Of the six other game types there were only two that any single team recorded on 4 occasions. The Roos managed four Quarter 2 Press Light victories, and Geelong had four wins categorised as Quarter 3 Press victories.

Looking next at loss typology, we find six teams specialising in Coast-to-Coast Comfortably losses. One of them is Carlton, who also appeared on the list of teams specialising in wins of this variety, reinforcing the point that I made in an earlier blog about the Blues' fate often being determined in 2010 by their 1st quarter performance.

The other teams on the list of frequent Coast-to-Coast Comfortably losers are, unsurprisingly, those from positions 13 through 16 on the final ladder, and the Roos. They finished 9th on the ladder but recorded a paltry 87.4 percentage, this the logical consequence of all those Coast-to-Coast Comfortably losses.

Collingwood and Hawthorn each managed four losses labelled Coast-to-Coast Nail-Biters, and West Coast lost four encounters that were Quarter 2 Press Lights, and four more that were 2nd-Half Revivals where they weren't doing the reviving.

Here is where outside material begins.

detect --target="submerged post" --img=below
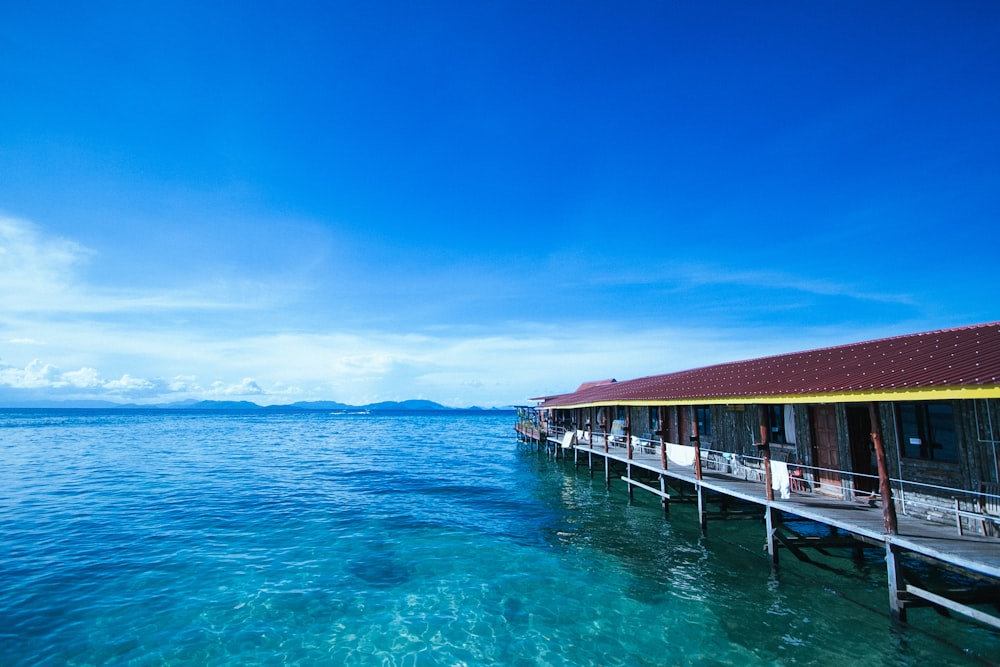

With only 22 games to consider for each team it's hard to get much of a read on general tendencies. So let's increase the sample by an order of magnitude and go back over the previous 10 seasons.

Adelaide's wins have come disproportionately often from presses in the 1st or 2nd quarters and relatively rarely from 2nd-Half Revivals or Coast-to-Coast results. They've had more than their expected share of losses of type Q2 Press Light, but less than their share of Q1 Press and Coast-to-Coast losses. In particular, they've suffered few Coast-to-Coast Blowout losses.

Brisbane have recorded an excess of Coast-to-Coast Comfortably and Blowout victories and less Q1 Press, Q3 Press and Coast-to-Coast Nail-Biters than might be expected. No game type has featured disproportionately more often amongst their losses, but they have had relatively few Q2 Press and Q3 Press losses.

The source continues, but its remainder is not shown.